Verità della Storia Sacra
Essendo un "novecentesco" ammiratore di Dante e s. Tommaso e s. Bernardo, di Francesco e s. Bonaventura (e non si sorrida a tanto paragone!), Mordini sapeva che il sapere cristiano è sequela: seguire Cristo, e i suoi Santi. Ciò fu per lui un ostacolo perché uno studioso, in tempi di laicismo e secolarizzazione, è invitato a imitare i mediocri o gli opportunisti. Malgrado tutto, però, andò formalizzando alcune intuizioni che permisero di introdurre in Italia le tesi di giganti dell'antropologia come Eliade, Dumézil, Kerény, Bastide e Ries.
Ma che cosa aveva scoperto, risalendo controcorrente alle sorgenti perenni? Che l'uomo è intimamente legato a Dio, è Homo Religiosus, e che il divorzio moderno dal Creatore prelude a una morte atroce: prima dell'anima poi del corpo. In Verità della cultura (Il Cerchio, 1996), Mordini illustrava una realtà antipatica ai contemporanei: che la triade al centro della vita umana sin dai primordi e dalle civiltà arcaiche è "Culto-Cultura-Coltivazione" e togliendo un Iato del triangolo la compagine della società cade. Senza il Rito che riconosce la sacralità del Creato non è neppure possibile l'agricoltura, né una vera cultura come fatto collettivo di valori giusti condivisi: così, parlando del passato remoto, Mordini illuminava il senso del presente, poiché "dalla fondazione della Chiesa in poi distruggere la religione divenne impossibile (…) da allora Satana tende con tutte le sue forze a distruggere l'uomo naturale».
Sostanza delle argomentazioni mordiniane era, si è detto, la fiducia nella presenza di Dio nel mondo: per questo, le vicende di Noè e Melchisedek, Gesù e Maria Vergine sulla sua pagina si registrano come cose veritiere, veridiche, credibili, cioè Storia Sacra. Persino le fiabe, in quest'ottica, svelano il loro segreto cristiano, che ne spiega la lunga trasmissione, da bocca ad orecchio, per generazioni (Il segreto cristiano delle fiabe, Il Cerchio, 2007): contraria alla psicanalisi, l'indagine di Mordini si basa sull'antica sapienza dei Padri della Chiesa, per illuminare le saghe simboliche, da quelle dei fratelli Grimm a Pinocchio o ai capolavori cinematografici di Bergman.

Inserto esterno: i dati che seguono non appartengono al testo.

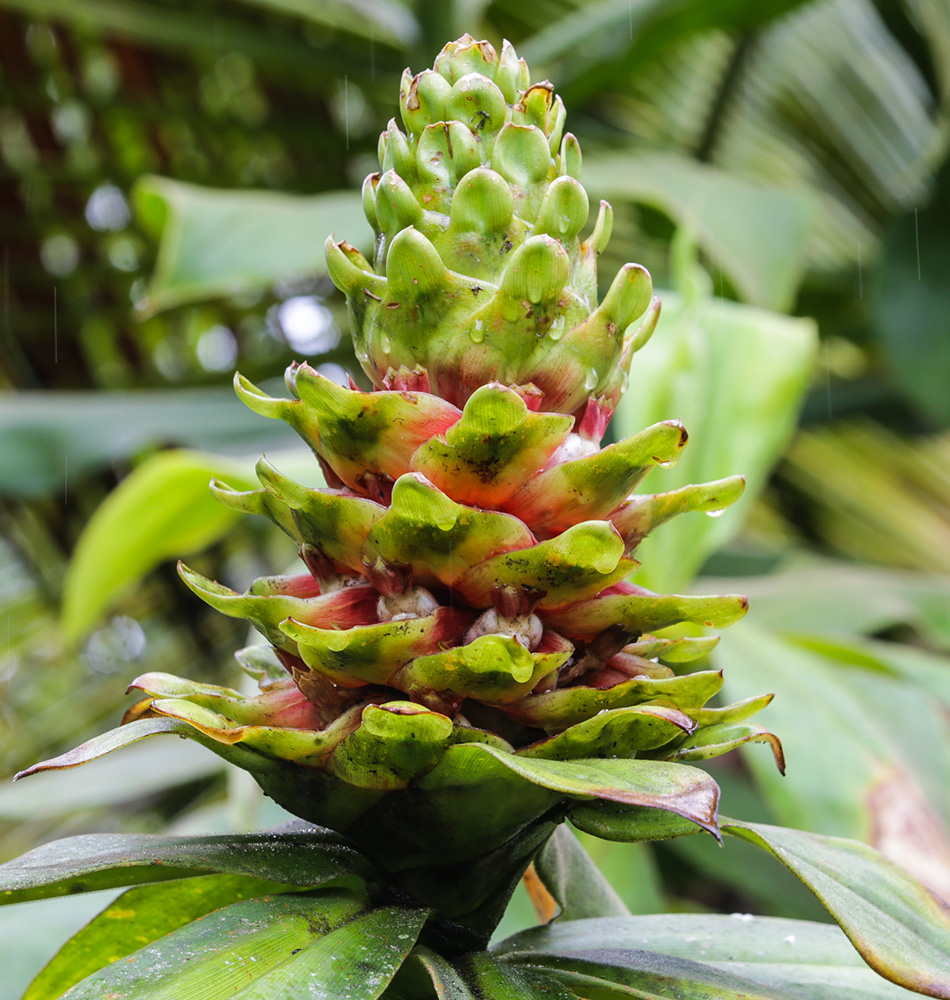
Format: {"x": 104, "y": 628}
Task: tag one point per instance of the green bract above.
{"x": 463, "y": 664}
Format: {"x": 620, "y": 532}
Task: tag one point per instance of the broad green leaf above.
{"x": 137, "y": 917}
{"x": 101, "y": 861}
{"x": 326, "y": 942}
{"x": 50, "y": 441}
{"x": 735, "y": 376}
{"x": 142, "y": 770}
{"x": 645, "y": 975}
{"x": 890, "y": 784}
{"x": 876, "y": 496}
{"x": 811, "y": 961}
{"x": 756, "y": 232}
{"x": 161, "y": 510}
{"x": 901, "y": 929}
{"x": 216, "y": 242}
{"x": 574, "y": 881}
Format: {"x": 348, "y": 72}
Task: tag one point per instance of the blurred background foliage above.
{"x": 168, "y": 172}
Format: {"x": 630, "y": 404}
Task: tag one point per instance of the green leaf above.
{"x": 101, "y": 861}
{"x": 757, "y": 233}
{"x": 683, "y": 790}
{"x": 446, "y": 979}
{"x": 49, "y": 441}
{"x": 574, "y": 881}
{"x": 325, "y": 942}
{"x": 628, "y": 824}
{"x": 140, "y": 772}
{"x": 217, "y": 242}
{"x": 502, "y": 981}
{"x": 644, "y": 975}
{"x": 811, "y": 961}
{"x": 841, "y": 599}
{"x": 161, "y": 510}
{"x": 901, "y": 929}
{"x": 138, "y": 916}
{"x": 735, "y": 376}
{"x": 381, "y": 20}
{"x": 889, "y": 785}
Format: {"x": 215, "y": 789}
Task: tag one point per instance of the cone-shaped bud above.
{"x": 425, "y": 99}
{"x": 563, "y": 213}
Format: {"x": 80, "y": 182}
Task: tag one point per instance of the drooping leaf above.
{"x": 139, "y": 916}
{"x": 901, "y": 929}
{"x": 101, "y": 861}
{"x": 757, "y": 233}
{"x": 735, "y": 376}
{"x": 810, "y": 960}
{"x": 574, "y": 881}
{"x": 216, "y": 242}
{"x": 890, "y": 784}
{"x": 161, "y": 510}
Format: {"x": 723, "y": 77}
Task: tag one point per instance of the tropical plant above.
{"x": 463, "y": 666}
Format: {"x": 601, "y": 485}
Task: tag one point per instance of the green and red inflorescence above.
{"x": 463, "y": 662}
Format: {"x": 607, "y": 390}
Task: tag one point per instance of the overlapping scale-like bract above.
{"x": 463, "y": 609}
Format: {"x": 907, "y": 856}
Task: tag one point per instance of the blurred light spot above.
{"x": 335, "y": 372}
{"x": 217, "y": 349}
{"x": 307, "y": 325}
{"x": 59, "y": 254}
{"x": 100, "y": 75}
{"x": 71, "y": 122}
{"x": 168, "y": 360}
{"x": 111, "y": 648}
{"x": 107, "y": 209}
{"x": 15, "y": 143}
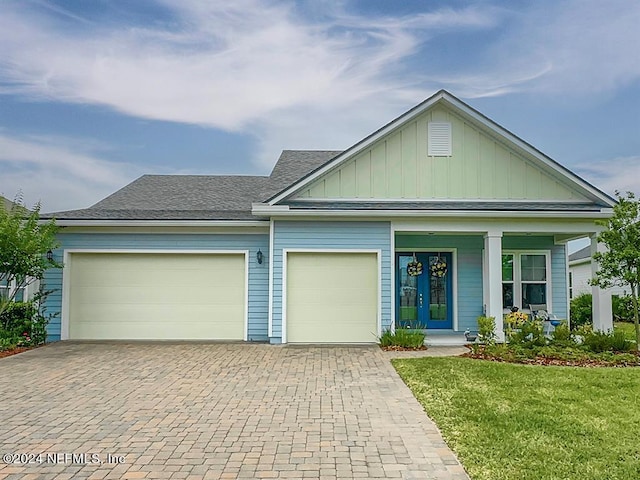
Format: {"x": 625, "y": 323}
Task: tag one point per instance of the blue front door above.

Mordini morì il 4 ottobre 1966 nel giorno di S. Francesco, consolato da una povertà che lo salvò dalla miseria morale di tanti contemporanei; proprio dieci anni prima, di ritorno da un pellegrinaggio a Lourdes, aveva scritto: "Ora il lavoro è comporsi ordinato di ogni elemento in una vera e propria tessitura di Sindone. È abbandono a un sì che io sono sempre pronto a pronunciare ove occorra la mia mano, tutto dimenticandomi finché il corpo non cederà».